Pebbleはスマートウォッチの草分け的な存在だ。歴史になお刻むほど大成功したKickstarterでのクラウドファンディングキャンペーンで一気に有名になり、アクセラレータープログラム(Y Combinator)でのスタートアップにしては珍しく、売上を伸ばしてきた企業だった。

しかしPebbleは、その事業の大半をFitBitに売却することを決めた。スマートウォッチを世に紹介した存在であったPebbleの終焉に惜しまれる声も集まっているが、その売却先がアクティビティトラッカーを前面に押し出すFitBit、というのに複雑な思いを巡らせてしまう。

Pebbleには3軸モーションセンサーが内蔵されていたが、アクティビティトラッカー機能を導入したのは2015年12月からだった。現在Appleも、スマートウォッチを紹介するきっかけに運動を据えているが、Pebbleはそうではなかったのだ。その思想は、Pebble Coreといわれる、ウェアラブルデバイスと連携可能な、手の平に収まるコンピュータを登場させたことからも伺える。

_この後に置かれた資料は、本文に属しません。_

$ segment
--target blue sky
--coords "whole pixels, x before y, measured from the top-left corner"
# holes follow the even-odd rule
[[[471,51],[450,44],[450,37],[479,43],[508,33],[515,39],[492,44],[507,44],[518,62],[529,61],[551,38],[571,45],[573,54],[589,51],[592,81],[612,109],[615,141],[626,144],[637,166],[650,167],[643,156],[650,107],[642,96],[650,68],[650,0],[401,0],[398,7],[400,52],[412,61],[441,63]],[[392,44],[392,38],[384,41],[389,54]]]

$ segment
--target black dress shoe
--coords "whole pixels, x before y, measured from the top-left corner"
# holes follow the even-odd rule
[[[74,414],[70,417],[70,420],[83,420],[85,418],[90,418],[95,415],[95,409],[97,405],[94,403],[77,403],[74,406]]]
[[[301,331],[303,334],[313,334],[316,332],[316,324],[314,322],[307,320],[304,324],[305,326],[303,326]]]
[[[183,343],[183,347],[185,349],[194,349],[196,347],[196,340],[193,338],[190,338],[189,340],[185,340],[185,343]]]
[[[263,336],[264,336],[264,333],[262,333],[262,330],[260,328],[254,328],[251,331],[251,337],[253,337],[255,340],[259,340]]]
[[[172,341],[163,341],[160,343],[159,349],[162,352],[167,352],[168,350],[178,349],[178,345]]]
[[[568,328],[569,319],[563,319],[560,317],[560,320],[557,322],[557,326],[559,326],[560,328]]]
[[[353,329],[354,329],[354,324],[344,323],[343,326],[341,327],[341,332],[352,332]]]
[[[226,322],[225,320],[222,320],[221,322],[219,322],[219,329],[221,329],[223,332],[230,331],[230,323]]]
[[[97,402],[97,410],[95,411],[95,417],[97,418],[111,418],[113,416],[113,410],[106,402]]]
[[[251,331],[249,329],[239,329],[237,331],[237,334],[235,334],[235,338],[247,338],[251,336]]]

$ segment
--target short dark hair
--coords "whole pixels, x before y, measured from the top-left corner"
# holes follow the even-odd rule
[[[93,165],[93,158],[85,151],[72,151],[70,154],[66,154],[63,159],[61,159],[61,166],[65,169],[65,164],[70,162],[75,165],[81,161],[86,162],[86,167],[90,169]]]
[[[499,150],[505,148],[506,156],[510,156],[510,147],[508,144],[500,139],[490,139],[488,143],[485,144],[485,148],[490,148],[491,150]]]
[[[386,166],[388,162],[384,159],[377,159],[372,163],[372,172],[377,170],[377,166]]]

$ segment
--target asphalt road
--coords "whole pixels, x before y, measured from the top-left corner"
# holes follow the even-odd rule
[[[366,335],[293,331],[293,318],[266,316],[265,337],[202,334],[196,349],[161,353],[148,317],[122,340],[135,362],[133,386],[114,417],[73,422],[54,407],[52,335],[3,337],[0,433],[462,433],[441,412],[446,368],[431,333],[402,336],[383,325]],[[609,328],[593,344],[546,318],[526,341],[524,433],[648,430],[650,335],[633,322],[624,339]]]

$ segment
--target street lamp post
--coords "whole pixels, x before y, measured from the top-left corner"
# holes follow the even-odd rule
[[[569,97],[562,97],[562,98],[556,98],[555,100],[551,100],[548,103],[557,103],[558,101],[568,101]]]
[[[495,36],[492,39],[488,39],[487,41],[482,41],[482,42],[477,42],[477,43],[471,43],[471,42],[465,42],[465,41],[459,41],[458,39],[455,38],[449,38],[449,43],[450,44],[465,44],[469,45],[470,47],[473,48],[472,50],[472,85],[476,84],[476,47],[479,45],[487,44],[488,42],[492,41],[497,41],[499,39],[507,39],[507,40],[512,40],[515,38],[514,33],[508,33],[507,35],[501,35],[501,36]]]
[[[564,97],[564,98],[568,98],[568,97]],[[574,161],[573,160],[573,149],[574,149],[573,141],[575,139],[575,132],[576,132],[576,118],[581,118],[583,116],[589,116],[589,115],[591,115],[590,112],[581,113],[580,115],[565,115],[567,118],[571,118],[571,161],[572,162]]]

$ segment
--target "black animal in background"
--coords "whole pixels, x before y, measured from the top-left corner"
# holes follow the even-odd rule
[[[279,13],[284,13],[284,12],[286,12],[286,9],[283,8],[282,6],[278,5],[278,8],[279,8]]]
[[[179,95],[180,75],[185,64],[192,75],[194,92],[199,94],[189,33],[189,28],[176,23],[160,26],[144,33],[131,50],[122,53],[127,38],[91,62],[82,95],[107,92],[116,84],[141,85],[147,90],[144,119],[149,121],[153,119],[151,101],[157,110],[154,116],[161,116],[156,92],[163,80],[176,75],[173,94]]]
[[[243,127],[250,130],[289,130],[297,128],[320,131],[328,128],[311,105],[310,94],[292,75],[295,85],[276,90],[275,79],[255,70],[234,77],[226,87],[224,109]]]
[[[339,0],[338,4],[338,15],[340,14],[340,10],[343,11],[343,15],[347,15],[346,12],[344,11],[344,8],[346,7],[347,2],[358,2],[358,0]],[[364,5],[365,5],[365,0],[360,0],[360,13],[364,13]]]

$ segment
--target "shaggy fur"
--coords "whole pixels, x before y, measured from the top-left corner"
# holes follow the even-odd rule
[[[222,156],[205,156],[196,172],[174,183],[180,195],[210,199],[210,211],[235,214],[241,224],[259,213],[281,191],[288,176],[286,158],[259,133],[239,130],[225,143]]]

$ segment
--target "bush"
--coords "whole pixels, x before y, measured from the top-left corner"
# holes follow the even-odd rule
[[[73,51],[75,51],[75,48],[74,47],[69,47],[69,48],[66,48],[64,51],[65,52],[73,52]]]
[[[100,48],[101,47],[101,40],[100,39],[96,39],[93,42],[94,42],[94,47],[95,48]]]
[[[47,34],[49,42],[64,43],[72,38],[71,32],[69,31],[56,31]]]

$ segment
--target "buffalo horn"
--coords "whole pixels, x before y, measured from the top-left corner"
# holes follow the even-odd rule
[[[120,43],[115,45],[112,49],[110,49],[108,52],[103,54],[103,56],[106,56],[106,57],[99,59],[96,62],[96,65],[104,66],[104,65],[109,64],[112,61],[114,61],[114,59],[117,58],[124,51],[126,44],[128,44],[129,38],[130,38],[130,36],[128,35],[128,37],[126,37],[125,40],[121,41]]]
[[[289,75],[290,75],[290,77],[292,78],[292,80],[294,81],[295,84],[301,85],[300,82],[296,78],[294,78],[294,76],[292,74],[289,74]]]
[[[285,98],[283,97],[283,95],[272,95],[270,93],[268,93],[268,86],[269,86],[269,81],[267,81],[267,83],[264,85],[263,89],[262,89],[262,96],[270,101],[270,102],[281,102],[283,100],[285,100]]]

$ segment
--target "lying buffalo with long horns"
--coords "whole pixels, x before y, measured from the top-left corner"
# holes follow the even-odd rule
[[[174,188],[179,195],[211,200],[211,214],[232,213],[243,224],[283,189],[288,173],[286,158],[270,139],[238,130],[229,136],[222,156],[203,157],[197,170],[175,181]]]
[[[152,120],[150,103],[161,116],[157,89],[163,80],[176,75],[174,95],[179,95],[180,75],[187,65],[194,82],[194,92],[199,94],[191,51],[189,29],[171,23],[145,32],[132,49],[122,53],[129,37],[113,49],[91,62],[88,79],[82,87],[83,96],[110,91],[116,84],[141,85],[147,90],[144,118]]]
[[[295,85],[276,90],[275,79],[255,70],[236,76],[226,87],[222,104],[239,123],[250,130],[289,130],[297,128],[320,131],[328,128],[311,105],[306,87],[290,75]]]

ウェアラブルデバイスとして、スマートウォッチが、活動量計測以外にもいろいろなことができるのではないか。その可能性を追求するため、Pebble Coreには開発者向けに、アプリ開発の可能性を与えていた。そうした可能性を模索する中で、Pebbleはその事業を売却する選択をした。

3,400万ドルから4,000万ドルと言われる買収金額は、Pebbleが抱える負債をちょうど完済する程度。2018年まではPebbleブランドが続いていくことになるが、Pebbleの思想が引き継がれるかどうかは分からない。